PDA

View Full Version : NFS and SElinux?



werewolf6851
4th September 2009, 05:47 PM
Greetings,

Hoping for some help here.

Goal: Set up a NFS server
elements:
Fedora 11, 32 bit computer with big drive
Fedora 11, 64 bit computer with smaller drive
linksys Wireless Router (all house computers connected via cat5 cable)
cryptsetup luks encrypted partion
both computers have ntf-utils installed

Current Problem: Remote computer can't mount the NFS share
Server can mount the NFS share with line
mount -t nfs 192.168.42.30:/media/Oberon /dev/shm/nfs
/dev/shm/nfs directory exist
When try same with client, it times out. following message in /var/log/messages
kernel: rpcbind: server 192.168.42.30 not responding, timed out

Hypotenuse:
Issue is either with permissions
or SELinux. Don't want to shut down SELinux, it that's the case, rather learn what's
needed to get NFS to work with it
or some little mistake I'm just not seeing yet


Details:
luks partion with ntfs is mounted on server like so
echo $tpass | cryptsetup luksOpen /dev/sda3 Oberon
mount -o uid=500,gid=501 /dev/mapper/Oberon /media/Oberon


In hosts.deny on server added following lines
portmap:ALL
lockd:ALL
mountd:ALL
rquotad:ALL
statd:ALL
In hosts.allow on server added with ip address of the NFS client
portmap: 192.168.42.29
lockd: 192.168.42.29
rquotad: 192.168.42.29
mountd: 192.168.42.29
statd: 192.168.42.29

Firewall Configuration
Server: Trusted Services/NFS4 box checked
Client: Trusted Services/NFS4 box checked

/etc/exports line
/media/Oberon 192.168.42.0/24(rw,fsid=0,sec=unix,insecure,no_subtree_check,sy nc)
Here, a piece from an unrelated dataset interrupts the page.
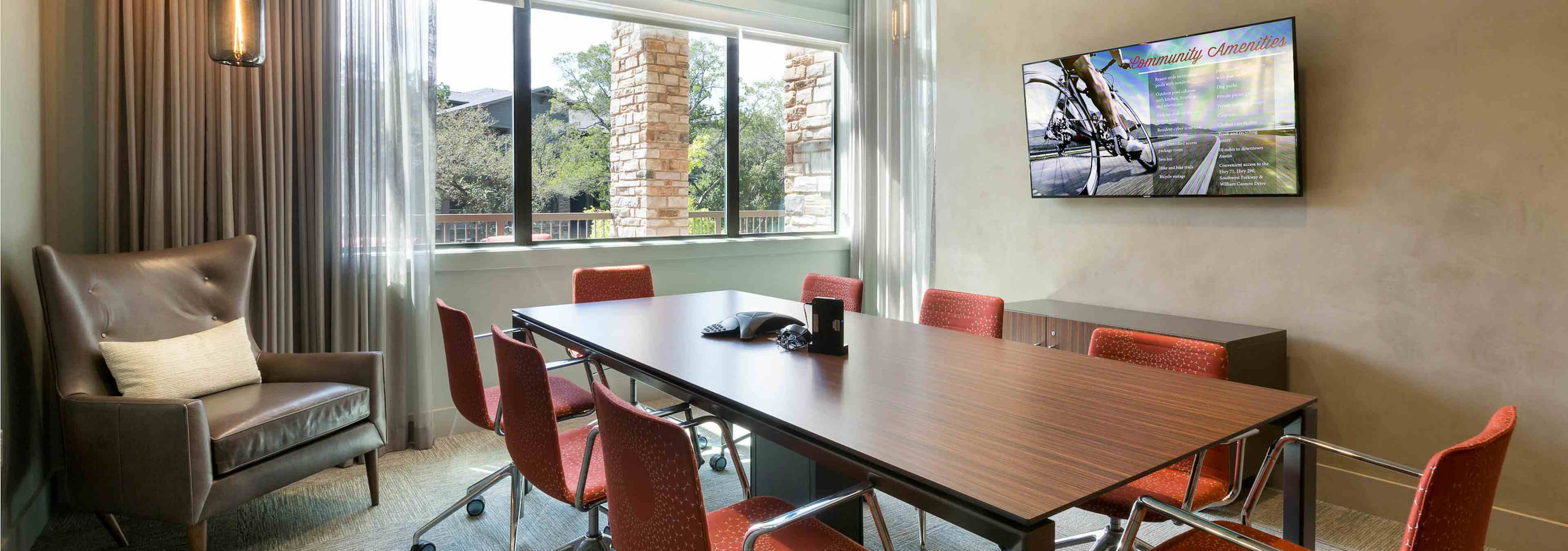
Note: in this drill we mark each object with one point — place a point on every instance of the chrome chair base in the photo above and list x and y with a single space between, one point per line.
588 544
476 491
1106 539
results of rpcinfo on server
# rpcinfo -p 192.168.42.30
program vers proto port service
100000 4 tcp 111 portmapper
100000 3 tcp 111 portmapper
100000 2 tcp 111 portmapper
100000 4 udp 111 portmapper
100000 3 udp 111 portmapper
100000 2 udp 111 portmapper
100024 1 udp 48622 status
100024 1 tcp 48622 status
100003 2 udp 2049 nfs
100003 3 udp 2049 nfs
100003 4 udp 2049 nfs
100021 1 udp 48620 nlockmgr
100021 3 udp 48620 nlockmgr
100021 4 udp 48620 nlockmgr
100021 1 tcp 48620 nlockmgr
100021 3 tcp 48620 nlockmgr
100021 4 tcp 48620 nlockmgr
100003 2 tcp 2049 nfs
100003 3 tcp 2049 nfs
100003 4 tcp 2049 nfs
100005 1 udp 48621 mountd
100005 1 tcp 48621 mountd
100005 2 udp 48621 mountd
100005 2 tcp 48621 mountd
100005 3 udp 48621 mountd
100005 3 tcp 48621 mountd

Results of rpcinfo on client
# rpcinfo -p 192.168.42.29
program vers proto port service
100000 4 tcp 111 portmapper
100000 3 tcp 111 portmapper
100000 2 tcp 111 portmapper
100000 4 udp 111 portmapper
100000 3 udp 111 portmapper
100000 2 udp 111 portmapper
100024 1 udp 56566 status
100024 1 tcp 36324 status

Thanks,
Werewolf

gaz1965xx
4th September 2009, 10:09 PM
The last time i used NFS I followed the instructions on this site

http://optics.csufresno.edu/~kriehn/fedora/fedora_files/f11/howto/nfs.html

It tells you how to configure SElinux & firewall for NFS. as well as a host of other goodies.

Hope this helps

stevea
4th September 2009, 11:08 PM
It may be SELinux, but I doubt it.

At F11 several services changed the way they use bind.

I think if you use wireshark you'll see the sever make DNS requests for the client IP, then does another DNS request for the client name. You need to either setup DNS or fiill in the /etc/hosts entry for the client on the server.

fpmurphy
6th September 2009, 03:50 PM
Turn off your firewall and see if it now works. Generally you should start the NFS daemons on specific ports and open these ports in your firewall.